C’est pour cela que nous avons sauvé la politique de cohésion. Une politique de cohésion qui s’adresse à toutes les Régions européennes et non simplement à quelques-unes. Une politique de cohésion qui traite de manière juste les territoires, grâce à la création d’une catégorie de régions intermédiaires qui permettra d’accroître l’intensité d’aide par habitant dans dix de nos régions françaises.
En France, ce sont 16 Mds€ qui vont ainsi être investis dans nos territoires au cours des sept prochaines années. C’est une belle victoire car lorsque François Hollande a été élu Président de la République, le risque était grand de voir la politique de cohésion sacrifiée sur l’autel de l’austérité. Or, si nous devons être sérieux sur le plan budgétaire, ce que nous sommes, nous ne devons pas pour autant tourner le dos à la croissance. Et comment créer de la croissance sans investir ?
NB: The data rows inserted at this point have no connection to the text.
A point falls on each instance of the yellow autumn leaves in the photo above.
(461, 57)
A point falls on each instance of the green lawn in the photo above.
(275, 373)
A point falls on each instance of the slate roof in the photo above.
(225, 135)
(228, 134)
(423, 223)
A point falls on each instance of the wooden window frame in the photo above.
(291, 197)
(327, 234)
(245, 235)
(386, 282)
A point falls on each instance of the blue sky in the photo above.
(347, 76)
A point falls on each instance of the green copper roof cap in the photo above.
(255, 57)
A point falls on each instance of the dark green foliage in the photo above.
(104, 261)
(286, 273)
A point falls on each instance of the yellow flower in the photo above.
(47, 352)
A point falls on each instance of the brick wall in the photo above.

J’étais lundi à Bruxelles pour négocier les derniers points encore en discussion sur les règlements relatifs à la politique de cohésion. Nous avons bon espoir que ces règlements puissent être finalisés avant la fin du mois d’octobre. La ventilation des enveloppes entre les régions françaises devrait être officiellement connue dans les prochains jours. Enfin, après avoir été discutés au sein du partenariat régional, les programmes opérationnels font actuellement l’objet de réunions entre la Commission européenne et les régions. Tous les instruments doivent être en place pour que cette politique puisse sans tarder être mise en oeuvre sur le terrain.
Les retours de la France au titre de la politique agricole commune ont également été sauvegardés et nous sommes même parvenus à obtenir davantage de moyens – 8,8 Milliards d’euros sur la période 2014-2020 – en faveur du développement rural pour nos territoires.
Bien entendu, cette ambition politique doit aussi pouvoir être réalisée grâce aux autres programmes européens. C’est pour cela aussi que nous avons voulu donner davantage de moyens aux territoires dans le cadre :
- du soutien à la recherche et à l’innovation, avec le programme « horizon 2020 » qui sera doté de 70 Mds€ sur la période 2014-2020, ce qui permettra de transformer les idées qui existent dans nos laboratoires en emplois dans nos territoires ;
- des investissements en faveur des infrastructures de transports, d’énergie et de télécommunications, ce que permet le Mécanisme d’Interconnexion pour l’Europe. Là aussi, à force de conviction et de négociation, nous avons obtenu qu’il soit augmenté de plus de dix milliards d’euros par rapport à la période actuelle (passant de huit à dix-neuf milliards d’euros) dans le cadre du prochain budget de l’Union. Il est déterminant parce qu’il a vocation à servir pour des grands projets, tels que le Lyon – Turin ;
- des moyens alloués à la Banque Européenne d’Investissement qui apporte ses financements pour la réalisation des grands objectifs de l'UE. L’augmentation de son capital à hauteur de 10 milliards d’euros, obtenue par le Président de la République dès le Conseil européen de juin 2012, permettra de faire passer le montant des prêts en France de 4,5 à 7 milliards d’euros par an entre 2013 et 2015. Tous les prêts de la BEI alloués depuis le mois de juin l’ont été grâce à cette augmentation de capital et j’ai bon espoir, après m’être entretenu avec le vice-président de la BEI lundi, que nous puissions même dépasser ce chiffre de 7 milliards d’euros en 2013.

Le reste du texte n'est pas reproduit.